We are? Sabrina frowned at him. He smiled innocently.

“Well then. I must be off. Loads of things to do for the launch. I’ll see you in the conference room, Luca.” This time Eleni’s smile, though unsure, appeared to be the real thing as she glanced at Luca briefly.

Luca stirred from the bar and escorted Elena to the threshold of the door. She paused and spoke in Greek: “Your new plaything?”

Sabrina pretended not to understand. She’d learned the language two years ago since she had discovered secrets that had been kept from her for twenty-five years.

Luca’s answer in Greek was terse and painfully accurate. “She’s no one.”

Eleni slanted a calculating look in her direction and patted him on the cheek. Then she was gone, leaving only the hum of the air conditioning, a whiff of exotic perfume, and humiliating silence.

She’s no one.
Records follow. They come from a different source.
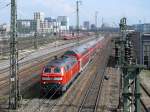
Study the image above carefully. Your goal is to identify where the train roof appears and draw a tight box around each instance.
[45,56,76,67]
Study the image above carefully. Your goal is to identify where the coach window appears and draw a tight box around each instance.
[44,68,51,73]
[54,67,61,73]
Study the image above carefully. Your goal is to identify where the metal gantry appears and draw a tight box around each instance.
[76,0,81,44]
[115,18,143,112]
[9,0,20,109]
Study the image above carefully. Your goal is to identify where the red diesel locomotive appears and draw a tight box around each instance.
[41,37,105,92]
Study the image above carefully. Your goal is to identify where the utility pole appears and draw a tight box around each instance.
[34,21,39,49]
[76,0,81,44]
[9,0,20,109]
[116,18,143,112]
[95,11,98,38]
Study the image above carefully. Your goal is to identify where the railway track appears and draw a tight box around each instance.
[140,84,150,112]
[78,45,109,112]
[0,36,97,110]
[48,38,112,112]
[17,37,111,112]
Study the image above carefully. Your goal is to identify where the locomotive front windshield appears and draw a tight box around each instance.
[54,67,61,73]
[44,67,61,73]
[44,68,51,73]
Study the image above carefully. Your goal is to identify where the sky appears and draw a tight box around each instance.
[0,0,150,26]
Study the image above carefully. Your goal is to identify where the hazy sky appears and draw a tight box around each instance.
[0,0,150,25]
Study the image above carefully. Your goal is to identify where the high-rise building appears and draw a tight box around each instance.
[83,21,90,30]
[57,16,69,31]
[34,12,44,21]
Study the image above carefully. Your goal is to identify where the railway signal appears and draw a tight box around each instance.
[116,18,143,112]
[76,0,81,45]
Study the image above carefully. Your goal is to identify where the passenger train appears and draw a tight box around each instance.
[41,37,107,92]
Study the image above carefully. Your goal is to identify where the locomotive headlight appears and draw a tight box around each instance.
[53,77,62,80]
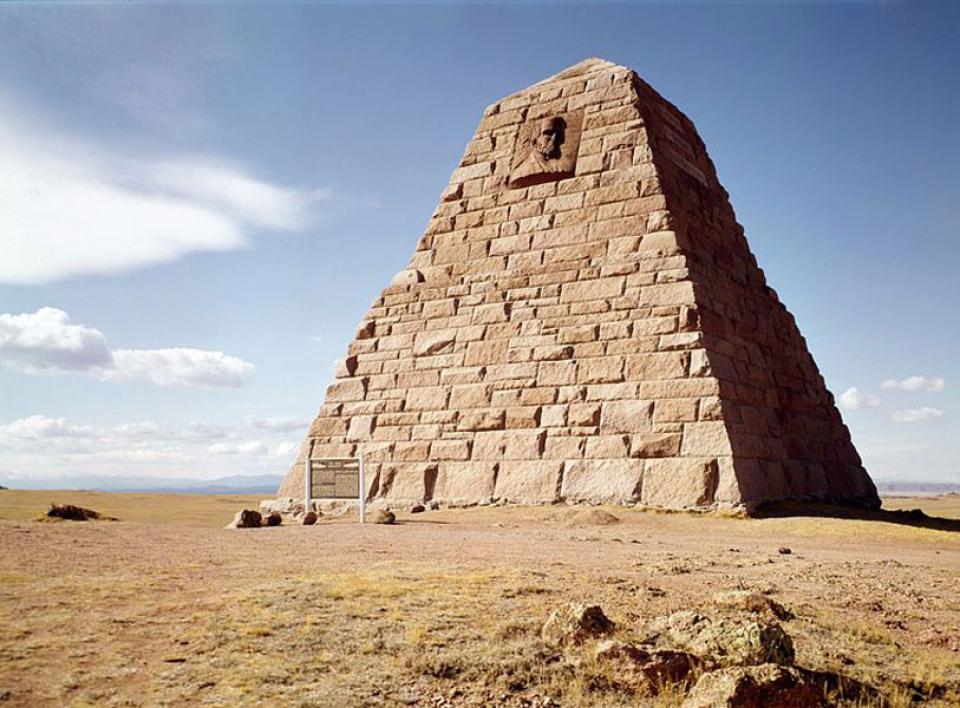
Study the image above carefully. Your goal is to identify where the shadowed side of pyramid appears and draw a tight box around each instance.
[280,59,879,508]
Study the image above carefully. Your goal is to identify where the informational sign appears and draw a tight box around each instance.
[304,445,366,524]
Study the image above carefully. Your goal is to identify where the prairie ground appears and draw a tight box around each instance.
[0,491,960,706]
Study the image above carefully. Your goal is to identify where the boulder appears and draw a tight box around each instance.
[713,590,793,620]
[540,603,616,646]
[227,509,263,529]
[561,509,620,526]
[683,664,827,708]
[47,504,101,521]
[596,639,700,696]
[366,509,397,524]
[647,610,794,667]
[260,497,303,516]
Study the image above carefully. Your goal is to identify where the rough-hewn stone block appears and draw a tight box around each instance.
[640,457,718,509]
[600,401,653,434]
[560,459,644,504]
[494,460,563,504]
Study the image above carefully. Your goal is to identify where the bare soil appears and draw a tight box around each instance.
[0,491,960,705]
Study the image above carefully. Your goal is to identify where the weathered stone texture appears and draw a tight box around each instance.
[280,55,878,508]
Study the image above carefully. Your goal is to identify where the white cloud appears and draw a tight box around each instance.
[273,442,297,457]
[880,376,946,393]
[207,440,269,455]
[250,416,310,432]
[100,347,254,388]
[891,406,943,423]
[0,307,112,374]
[0,307,254,387]
[0,413,297,486]
[840,387,880,411]
[0,415,93,440]
[0,96,329,285]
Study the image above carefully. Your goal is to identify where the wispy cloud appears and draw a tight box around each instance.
[0,413,300,486]
[0,96,330,285]
[0,307,254,388]
[840,386,880,411]
[890,406,943,423]
[250,416,310,432]
[880,376,946,393]
[207,440,269,455]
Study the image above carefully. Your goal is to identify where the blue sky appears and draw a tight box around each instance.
[0,2,960,486]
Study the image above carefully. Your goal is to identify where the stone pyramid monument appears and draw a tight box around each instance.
[280,59,880,509]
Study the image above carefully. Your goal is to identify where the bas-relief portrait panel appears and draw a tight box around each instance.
[507,111,583,187]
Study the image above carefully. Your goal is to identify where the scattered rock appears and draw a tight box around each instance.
[563,509,620,526]
[227,509,263,529]
[713,590,793,621]
[683,664,826,708]
[917,629,960,652]
[540,603,615,645]
[47,504,110,521]
[260,497,303,516]
[596,639,700,696]
[366,509,397,524]
[648,610,794,666]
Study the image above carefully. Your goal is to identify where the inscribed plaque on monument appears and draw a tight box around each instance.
[509,111,583,187]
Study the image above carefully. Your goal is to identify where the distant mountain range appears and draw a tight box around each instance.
[877,481,960,496]
[0,474,283,495]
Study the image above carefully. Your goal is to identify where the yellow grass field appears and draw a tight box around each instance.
[0,491,960,706]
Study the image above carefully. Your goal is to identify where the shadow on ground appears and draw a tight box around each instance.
[751,501,960,533]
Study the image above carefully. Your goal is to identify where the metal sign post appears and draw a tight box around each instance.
[359,452,367,524]
[303,440,313,514]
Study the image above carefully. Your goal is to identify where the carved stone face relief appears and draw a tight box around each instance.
[508,112,583,187]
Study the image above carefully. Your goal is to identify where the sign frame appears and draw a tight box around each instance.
[303,443,367,524]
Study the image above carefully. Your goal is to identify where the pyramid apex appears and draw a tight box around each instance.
[547,57,628,81]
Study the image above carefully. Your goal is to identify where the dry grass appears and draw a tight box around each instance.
[0,492,960,706]
[0,489,264,526]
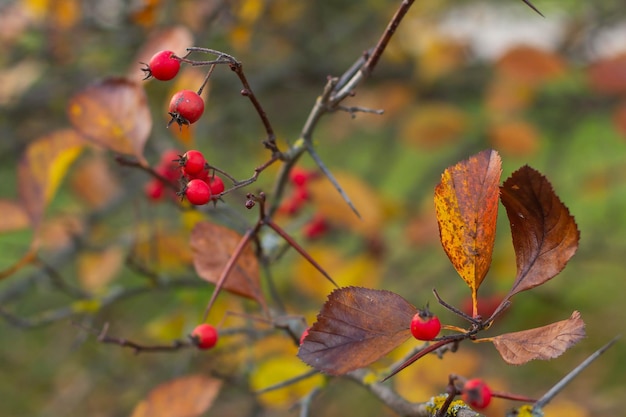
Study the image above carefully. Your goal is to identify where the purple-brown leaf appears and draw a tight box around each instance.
[500,166,580,299]
[491,311,585,365]
[298,287,417,375]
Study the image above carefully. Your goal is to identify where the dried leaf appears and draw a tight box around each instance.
[435,150,502,314]
[0,200,30,233]
[298,287,417,375]
[17,129,85,229]
[191,222,263,303]
[500,166,580,299]
[491,311,585,365]
[68,78,152,163]
[131,375,222,417]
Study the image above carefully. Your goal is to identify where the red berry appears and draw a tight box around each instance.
[300,327,310,344]
[141,51,180,81]
[184,179,211,206]
[191,323,218,349]
[411,307,441,340]
[180,150,206,176]
[463,378,492,410]
[209,175,225,196]
[168,90,204,126]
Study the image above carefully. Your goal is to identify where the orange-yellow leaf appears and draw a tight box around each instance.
[131,375,222,417]
[298,287,417,375]
[17,129,84,228]
[191,222,263,304]
[435,150,502,314]
[491,311,585,365]
[501,166,580,298]
[68,78,152,163]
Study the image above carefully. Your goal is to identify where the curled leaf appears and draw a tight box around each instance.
[491,311,585,365]
[17,129,85,229]
[298,287,417,375]
[500,166,580,299]
[191,222,263,303]
[435,150,502,314]
[68,78,152,162]
[131,375,222,417]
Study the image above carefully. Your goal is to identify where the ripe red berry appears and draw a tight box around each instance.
[168,90,204,126]
[184,179,211,206]
[191,323,219,349]
[180,150,206,176]
[411,307,441,340]
[141,51,180,81]
[209,175,225,196]
[462,378,492,410]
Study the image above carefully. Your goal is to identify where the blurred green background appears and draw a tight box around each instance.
[0,0,626,417]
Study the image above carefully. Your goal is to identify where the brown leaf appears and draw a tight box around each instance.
[491,311,585,365]
[500,166,580,299]
[191,222,263,303]
[131,375,222,417]
[17,129,85,229]
[68,78,152,163]
[298,287,417,375]
[588,53,626,94]
[435,150,502,314]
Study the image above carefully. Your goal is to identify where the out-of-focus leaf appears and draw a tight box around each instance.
[298,287,417,375]
[131,375,222,417]
[489,120,539,156]
[127,26,193,82]
[435,150,502,314]
[0,200,30,233]
[496,45,566,85]
[77,246,126,292]
[588,53,626,95]
[500,166,580,298]
[68,78,152,164]
[401,103,469,149]
[308,172,384,237]
[191,222,264,304]
[17,129,85,229]
[71,155,120,208]
[491,311,585,365]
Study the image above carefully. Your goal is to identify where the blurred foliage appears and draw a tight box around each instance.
[0,0,626,417]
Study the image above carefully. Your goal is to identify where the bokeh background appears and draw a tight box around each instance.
[0,0,626,417]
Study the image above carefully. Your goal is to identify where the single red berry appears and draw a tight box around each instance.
[144,178,165,201]
[209,175,225,196]
[411,307,441,340]
[462,378,492,410]
[191,323,219,349]
[179,150,206,176]
[141,51,180,81]
[300,327,310,344]
[168,90,204,126]
[184,179,211,206]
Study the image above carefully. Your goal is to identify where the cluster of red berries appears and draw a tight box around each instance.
[411,306,441,341]
[189,323,219,349]
[146,150,225,206]
[141,51,204,126]
[279,167,330,239]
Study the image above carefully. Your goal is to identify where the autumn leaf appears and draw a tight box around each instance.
[131,375,222,417]
[485,311,585,365]
[435,150,502,315]
[17,129,85,229]
[500,166,580,299]
[191,222,263,304]
[298,287,417,375]
[68,78,152,163]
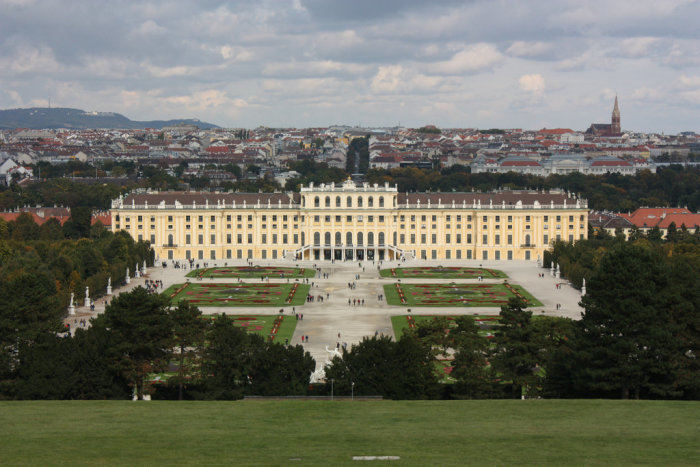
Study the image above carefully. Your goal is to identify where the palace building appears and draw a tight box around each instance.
[111,180,588,261]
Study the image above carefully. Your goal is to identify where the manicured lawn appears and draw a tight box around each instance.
[202,314,297,344]
[384,283,542,307]
[163,282,310,307]
[187,266,316,279]
[0,400,700,466]
[391,314,499,339]
[379,266,508,279]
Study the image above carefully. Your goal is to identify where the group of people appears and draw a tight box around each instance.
[143,279,163,293]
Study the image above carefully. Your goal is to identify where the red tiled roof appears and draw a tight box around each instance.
[621,208,692,227]
[657,214,700,229]
[501,160,540,167]
[591,160,632,167]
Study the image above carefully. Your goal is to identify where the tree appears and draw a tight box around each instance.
[170,300,206,400]
[63,206,92,238]
[326,336,437,399]
[0,265,63,393]
[491,297,537,398]
[450,315,492,399]
[245,335,316,396]
[202,314,250,400]
[93,287,173,400]
[574,243,678,399]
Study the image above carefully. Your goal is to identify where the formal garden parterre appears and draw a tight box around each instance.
[163,282,310,307]
[187,266,316,279]
[202,314,297,343]
[379,266,508,279]
[384,282,542,307]
[391,313,500,339]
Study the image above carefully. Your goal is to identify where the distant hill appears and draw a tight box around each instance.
[0,107,219,130]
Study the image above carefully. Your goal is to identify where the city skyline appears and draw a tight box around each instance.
[0,0,700,133]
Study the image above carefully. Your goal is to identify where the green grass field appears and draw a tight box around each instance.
[379,266,508,279]
[384,283,542,307]
[0,400,700,466]
[187,266,316,279]
[163,282,310,307]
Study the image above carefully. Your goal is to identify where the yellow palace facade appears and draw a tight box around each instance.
[111,180,588,261]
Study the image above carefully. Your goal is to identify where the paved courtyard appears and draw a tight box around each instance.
[66,260,583,369]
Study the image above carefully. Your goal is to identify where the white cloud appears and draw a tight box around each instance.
[370,65,444,94]
[678,75,700,87]
[518,73,544,96]
[620,37,660,57]
[426,43,503,75]
[136,19,167,36]
[506,41,553,57]
[0,45,63,74]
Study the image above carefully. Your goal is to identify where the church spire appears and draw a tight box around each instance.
[610,94,622,134]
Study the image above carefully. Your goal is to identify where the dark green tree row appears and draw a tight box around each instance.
[0,287,315,399]
[0,215,153,394]
[345,135,369,174]
[325,299,574,399]
[543,223,700,289]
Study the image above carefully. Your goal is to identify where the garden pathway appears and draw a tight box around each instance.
[66,260,583,369]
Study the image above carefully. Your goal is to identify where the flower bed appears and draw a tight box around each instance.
[379,266,508,279]
[187,266,316,279]
[166,283,309,307]
[384,283,541,307]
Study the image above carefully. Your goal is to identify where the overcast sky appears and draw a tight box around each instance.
[0,0,700,133]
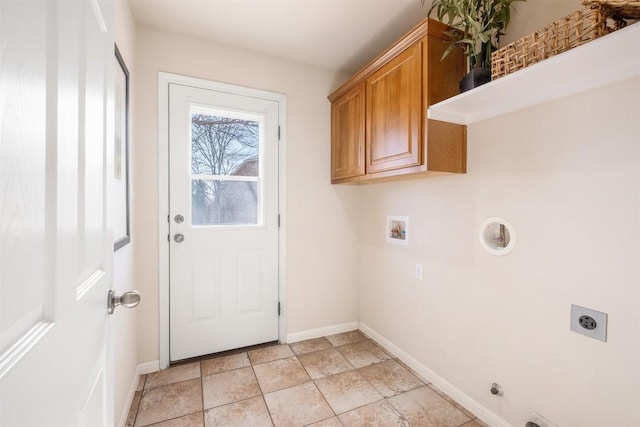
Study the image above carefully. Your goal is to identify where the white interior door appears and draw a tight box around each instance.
[0,0,114,427]
[169,84,278,361]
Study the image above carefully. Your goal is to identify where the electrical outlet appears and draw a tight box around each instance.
[527,411,558,427]
[570,304,607,342]
[416,264,424,280]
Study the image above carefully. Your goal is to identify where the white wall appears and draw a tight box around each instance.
[134,26,359,362]
[360,77,640,427]
[110,1,139,422]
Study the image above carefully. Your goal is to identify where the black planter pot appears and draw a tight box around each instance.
[460,68,491,92]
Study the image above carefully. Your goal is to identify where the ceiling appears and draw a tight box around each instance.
[129,0,428,73]
[129,0,577,73]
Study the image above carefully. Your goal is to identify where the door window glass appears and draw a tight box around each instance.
[191,107,263,226]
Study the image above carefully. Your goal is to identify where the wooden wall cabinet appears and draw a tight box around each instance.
[329,19,467,184]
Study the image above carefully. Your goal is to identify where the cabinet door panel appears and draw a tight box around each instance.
[366,41,423,173]
[331,83,365,180]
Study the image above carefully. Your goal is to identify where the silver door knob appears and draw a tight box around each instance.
[107,289,140,314]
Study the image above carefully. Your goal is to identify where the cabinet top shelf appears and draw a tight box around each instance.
[427,22,640,125]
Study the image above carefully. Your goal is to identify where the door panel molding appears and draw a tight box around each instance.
[158,72,287,369]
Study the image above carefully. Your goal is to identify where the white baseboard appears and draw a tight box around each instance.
[287,322,359,344]
[136,360,160,375]
[360,322,512,427]
[118,360,160,427]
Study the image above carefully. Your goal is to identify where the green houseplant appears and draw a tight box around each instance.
[422,0,525,91]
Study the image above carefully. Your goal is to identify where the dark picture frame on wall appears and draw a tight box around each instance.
[113,46,131,251]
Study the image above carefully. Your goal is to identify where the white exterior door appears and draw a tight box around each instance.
[0,0,114,427]
[169,84,278,361]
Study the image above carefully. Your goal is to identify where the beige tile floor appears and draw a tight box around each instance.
[127,331,484,427]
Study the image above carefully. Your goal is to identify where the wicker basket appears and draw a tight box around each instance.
[491,3,626,80]
[580,0,640,19]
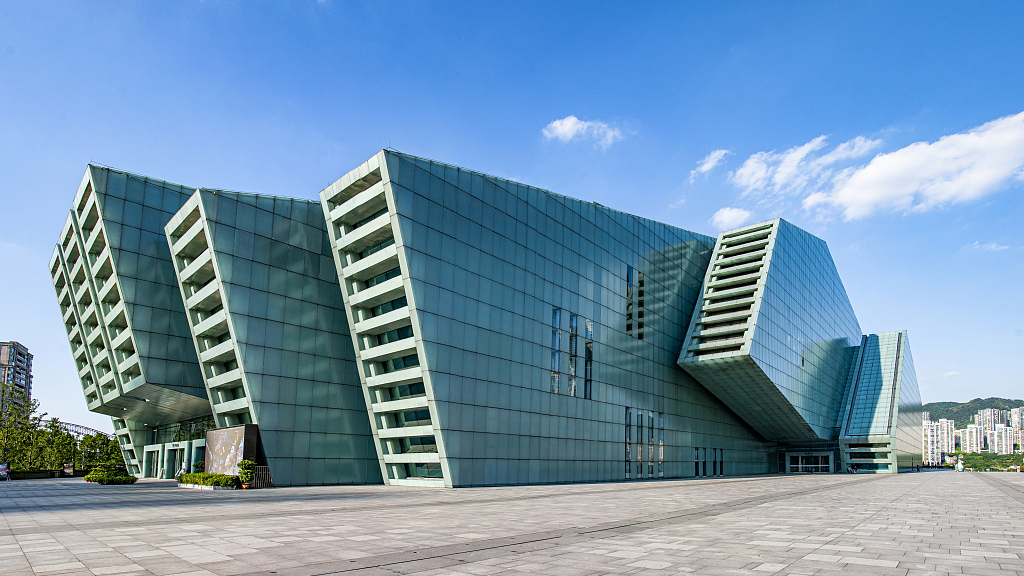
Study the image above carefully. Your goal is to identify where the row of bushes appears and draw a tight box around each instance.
[178,472,241,488]
[82,470,138,486]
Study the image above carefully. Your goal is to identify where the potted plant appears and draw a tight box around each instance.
[239,460,256,490]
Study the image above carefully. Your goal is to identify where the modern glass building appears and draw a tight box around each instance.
[679,219,922,472]
[50,165,210,476]
[53,151,921,487]
[165,189,380,486]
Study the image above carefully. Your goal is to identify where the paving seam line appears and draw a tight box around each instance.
[238,475,888,576]
[975,472,1024,502]
[0,476,856,536]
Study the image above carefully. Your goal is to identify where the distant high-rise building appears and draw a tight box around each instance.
[974,408,1010,431]
[1010,406,1024,430]
[0,341,32,402]
[921,418,957,465]
[961,424,985,452]
[938,418,956,457]
[987,424,1014,454]
[921,420,942,466]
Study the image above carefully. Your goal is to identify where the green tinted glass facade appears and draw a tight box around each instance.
[50,165,210,474]
[50,151,921,479]
[166,190,380,486]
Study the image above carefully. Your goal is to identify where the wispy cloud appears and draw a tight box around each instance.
[711,207,754,230]
[541,116,624,148]
[961,241,1010,252]
[690,150,732,183]
[730,135,882,196]
[729,113,1024,220]
[921,371,959,380]
[804,113,1024,220]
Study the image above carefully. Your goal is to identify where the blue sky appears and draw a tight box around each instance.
[0,0,1024,429]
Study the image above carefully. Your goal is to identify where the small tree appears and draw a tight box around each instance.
[79,434,124,469]
[0,383,46,470]
[35,418,79,470]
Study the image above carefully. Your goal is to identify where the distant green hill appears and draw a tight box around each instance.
[924,398,1024,428]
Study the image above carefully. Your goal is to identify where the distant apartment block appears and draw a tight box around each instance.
[962,424,985,452]
[0,341,32,402]
[986,424,1015,454]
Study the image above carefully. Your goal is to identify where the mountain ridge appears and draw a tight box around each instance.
[922,397,1024,422]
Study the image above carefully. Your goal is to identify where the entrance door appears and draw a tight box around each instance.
[790,454,831,474]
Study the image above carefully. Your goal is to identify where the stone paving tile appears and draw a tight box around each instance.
[0,472,1024,576]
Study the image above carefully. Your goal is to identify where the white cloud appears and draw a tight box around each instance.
[730,135,882,196]
[541,116,623,148]
[690,150,732,182]
[961,240,1010,252]
[921,371,959,380]
[711,204,754,230]
[804,113,1024,220]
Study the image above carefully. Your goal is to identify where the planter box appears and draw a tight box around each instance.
[178,483,238,490]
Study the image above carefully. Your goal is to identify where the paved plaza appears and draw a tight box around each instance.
[0,471,1024,576]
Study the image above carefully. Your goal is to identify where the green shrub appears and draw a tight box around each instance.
[239,460,256,484]
[178,472,239,488]
[96,476,138,486]
[82,468,138,486]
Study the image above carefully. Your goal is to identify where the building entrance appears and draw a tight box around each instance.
[786,454,833,474]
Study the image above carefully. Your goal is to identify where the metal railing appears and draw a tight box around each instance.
[252,466,273,488]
Sabrina’s hand on her bag fumbled. Shit! She had to get out of the room ASAP because this time, she actually felt her eyes smarting. All these years she had never felt the least bit like crying and in a span of less than thirty minutes, she actually had and was now in imminent danger of doing so again.

She was no one. The truth hit her like a brick on the head. She wasn’t anyone’s granddaughter anymore. She didn’t feel like a sister to her estranged siblings. And she felt like she hadn’t been anyone’s child for as long as she could remember. She had always been on the fringes. She was nobody’s girl. She marched to the door, focusing on her limbs. Luca was still standing beside it.

“Where do you think you’re going?”

“Leaving.”

“You can’t leave yet.”

“This no one is. Watch me.” Her voice had a slight tremor.

Luca cursed. “You speak Greek, too?”

She shook her head, avoiding his gaze. “Not fluently.”